Attaques antisémites : l'Académie française "indignée"

Par Culturebox (avec AFP) @Culturebox
Mis à jour le 20/02/2019 à 14H09, publié le 20/02/2019 à 14H05
L'Académie française, hébergée par l'Institut de France, de nuit (15 octobre 2018)

L'Académie française, hébergée par l'Institut de France, de nuit (15 octobre 2018)

© Manuel Cohen / AFP

Réagissant quelques jours après les faits et la vague de condamnations qui a suivi, l'Académie française a fait part mercredi de son "indignation" après les attaques antisémites à l'encontre de deux de ses membres, Simone Veil et Alain Finkielkraut.

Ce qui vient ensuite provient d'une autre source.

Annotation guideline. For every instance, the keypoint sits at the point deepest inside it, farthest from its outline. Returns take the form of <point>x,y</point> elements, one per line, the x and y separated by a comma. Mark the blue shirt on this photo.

"L'Académie française, indignée par les attaques antisémites dont ont fait l'objet deux de ses membres, Mme Simone Veil et M. Alain Finkielkraut, s'élève fermement contre ces actes inacceptables et tient à exprimer sa fidélité à la mémoire de Mme Simone Veil et sa solidarité à M. Alain Finkielkraut", a indiqué l'institution dans un bref communiqué, merdredi 20 février.

Le visage de Simone Veil, peint au pochoir sur des boîtes aux lettres parisiennes, a été récemment souillé par des croix gammées, effacées depuis. Le philosophe Alain Finkielkraut a été quant à lui victime d'injures à caractère antisémite samedi en marge d'une manifestation des "gilets jaunes" à Paris. Depuis, une enquête a été ouverte.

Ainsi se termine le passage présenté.